Although AQIM’s dominance in the country has been re-established, it is unlikely to launch high-profile attacks on Algerian soil, given robust counter-terrorism measures in the country. The group is more likely to attempt to consolidate its presence in Mali and West Africa, as well as in Libya, where its affiliates can operate more freely. Libya is also concerning, because of the regrouping of IS in the country.

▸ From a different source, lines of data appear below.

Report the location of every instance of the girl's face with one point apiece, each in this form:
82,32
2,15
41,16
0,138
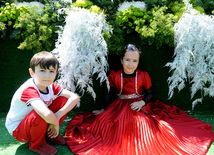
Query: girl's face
130,61
43,77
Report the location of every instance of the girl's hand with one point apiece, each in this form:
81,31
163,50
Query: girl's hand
137,105
97,112
53,131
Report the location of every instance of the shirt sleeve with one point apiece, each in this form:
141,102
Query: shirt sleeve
30,94
57,90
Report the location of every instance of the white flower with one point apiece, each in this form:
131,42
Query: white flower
126,5
82,50
194,55
30,4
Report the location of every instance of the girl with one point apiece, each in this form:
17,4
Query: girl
132,124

Although the Algerian authorities have increased the military presence along the Malian and Libyan borders to prevent infiltration of militants and weapons into Algeria, the weak state capacities of Libya and Mali mean that Algeria still remains vulnerable to the groups. Ultimately, greater regional cooperation to tackle the drivers of radicalisation and violent extremism will be needed to diminish the threat posed by AQIM and IS affiliated groups to Algeria over the longer term.

In Egypt, IS continues to pose a considerable challenge. Despite a massive campaign against Wilayat Sinai by Egyptian security forces, the group maintains significant operational capacity. Although Egypt was not one of the main contributing countries of foreign fighters to IS, the return of battle experienced fighters is a growing source of concern for the authorities, particularly since “returnees” are already suspected of having been involved in terrorist attacks in Egypt. Increased competition with Al-Qaeda affiliated groups could also drive Wilayat Sinai and IS in Egypt to perpetrate more spectacular attacks in the future.

Instead of weakening Wilayat Sinai and IS on the mainland, the government’s heavy-handed approach to tackling violent extremism risks generating increased support for IS and Al-Qaeda affiliated groups, as well as those with more domestically oriented objectives, such as Hasm and Liwaa al-Thawra. Hard security approaches that are unaccompanied by softer measures designed to address the causes of radicalisation, are only likely to push youth vulnerable to radicalization into the arms of Egypt’s numerous jihadi groups, further perpetuating the risks posed to the state by jihadi groups.

Dr. Lisa Watanabe is a Senior Researcher at the Center for Security Studies (CSS) at ETH Zurich.